The rational case for dividend investing

In this post-Enron/Arthur Andersen world, dividend companies already are inherently more safe than their non-dividend paying counterparts. They pay cash, they have real earnings.

Over time, dividend payers have historically outperformed other investments, with quite a bit less volatility — a win-win for investors (source: Fool.com).

I came across this piece, published by John Mauldin, under the Outside The Box umbrella.

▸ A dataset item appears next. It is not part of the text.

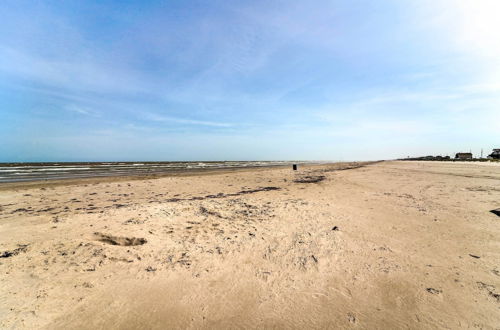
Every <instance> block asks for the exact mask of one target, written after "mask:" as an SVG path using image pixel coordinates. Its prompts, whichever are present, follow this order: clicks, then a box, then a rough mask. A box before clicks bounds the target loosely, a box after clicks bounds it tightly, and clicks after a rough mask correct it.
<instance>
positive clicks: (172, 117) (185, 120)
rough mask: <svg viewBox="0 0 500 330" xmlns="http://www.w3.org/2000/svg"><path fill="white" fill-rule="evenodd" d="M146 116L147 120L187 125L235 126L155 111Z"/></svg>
mask: <svg viewBox="0 0 500 330" xmlns="http://www.w3.org/2000/svg"><path fill="white" fill-rule="evenodd" d="M144 118H145V119H147V120H151V121H155V122H170V123H178V124H187V125H201V126H211V127H232V126H233V124H230V123H223V122H214V121H206V120H196V119H185V118H176V117H171V116H164V115H159V114H154V113H145V114H144Z"/></svg>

Quick takeaways (bold is author’s words but my emphasis, while italics are my comments):

  •  Essentially, your total return is determined by two components – price appreciation and dividends – in any given year.
  • Dividends, which are typically spent and not perpetually reinvested, are the main reason that equity investors have achieved real returns well above the rate of GDP growth.
  • We’re nowhere near the peak levels achieved during the technology boom, but current levels still exceed the historical average of 16.5x, shown in the next chart. The market is overvalued.
  • Final take: With both US treasuries and equities offering poor future returns, where can an investor find adequate inflation-adjusted returns?With the announcement of QE4, the likelihood of significant inflation surfacing in the back-half of the decade has definitely increased. The best options for investors, in my view, are quality domestic and international equities with decent dividend yields, and precious metals. I may have missed the equity bubble of the late ‘90s and the current bond bubble, but the precious metals bubble is just getting started. I don’t plan on missing this one.